O GLOBO ouviu quatro importantes interlocutores do governo brasileiro sobre o assunto. Segundo um deles, o impacto na política de integração, que ganhou força com a vitória do presidente Luiz Inácio Lula da Silva e sua proximidade com os líderes da esquerda da região, será negativo. A situação preocupa, pois, se Milei vencer, a Argentina daria uma guinada para um terreno desconhecido.
No último domingo, Milei venceu as Primárias Abertas Simultâneas e Obrigatórias (Paso). O economista vai disputar a Casa Rosada com Patricia Bullrich, da coalizão opositora Juntos por el Cambio (Juntos pela Mudança, direita), e o ministro da Economia e candidato do governo peronista, Sergio Massa.
Apesar de se autointitular liberal, o candidato tem propostas extremistas até para os liberais, disse um interlocutor. Milei flerta com ideias libertárias na economia que jamais foram colocadas em prática e que poderiam, se aplicadas, desatar mais caos, inclusive a abolição do Banco Central com dolarização completa.
Nos bastidores, o governo brasileiro torce pela derrota de Milei em outubro, mas não considera impossível que ele saia como o grande vencedor. Isso porque a votação do economista “é sólida e bem distribuída” e Bullrich “meio que o duplica” na direita. Há dúvidas se Massa ganhará força após a derrota de domingo.
Um interlocutor próximo ao presidente Lula afirmou que recebeu com choque a notícia do sucesso de Milei, mas considera que o resultado ainda não está definido. A avaliação é que a Argentina é um país soberano, mas que obviamente o resultado não agrada ao Brasil. O candidato tem divergências com o governo brasileiro, como nos aspectos envolvendo dolarização diante da inflação e venda de órgãos como “mais um mercado”.
A percepção é que o período será de muito diálogo e que os próximos passos serão observados com “tranquilidade”, torcendo pela “racionalidade” do povo argentino. Sobre possíveis impactos na relação entre Argentina e Brasil caso a vitória de Milei se concretize, as apostas ainda vão para a hipótese mais otimista.

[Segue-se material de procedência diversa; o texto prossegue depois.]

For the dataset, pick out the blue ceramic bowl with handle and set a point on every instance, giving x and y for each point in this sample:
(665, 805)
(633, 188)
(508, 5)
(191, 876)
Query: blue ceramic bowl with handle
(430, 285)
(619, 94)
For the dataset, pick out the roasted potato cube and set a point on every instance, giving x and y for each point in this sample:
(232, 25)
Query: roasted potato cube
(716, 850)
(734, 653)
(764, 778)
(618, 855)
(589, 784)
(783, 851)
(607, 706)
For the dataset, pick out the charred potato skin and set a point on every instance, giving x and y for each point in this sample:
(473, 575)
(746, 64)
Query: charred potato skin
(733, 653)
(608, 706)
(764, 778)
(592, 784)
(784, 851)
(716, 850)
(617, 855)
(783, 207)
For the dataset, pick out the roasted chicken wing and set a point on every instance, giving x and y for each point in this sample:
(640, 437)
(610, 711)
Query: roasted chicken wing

Miler é admirador do ex-presidente Jair Bolsonaro e mantém contatos com o deputado Eduardo Bolsonaro, filho do ex-presidente. Na época do antecessor de Lula, as relações entre Brasil e Argentina ficaram praticamente congeladas no âmbito político. Lula é aliado e amigo pessoal do atual mandatário argentino, Alberto Fernández.
Se Milei vencer, o retrocesso esperado na integração não atingiria apenas as relações entre Argentina e Brasil. A reaproximação dos países da região com a Venezuela do chavista Nicolás Maduro, por exemplo, também seria afetada.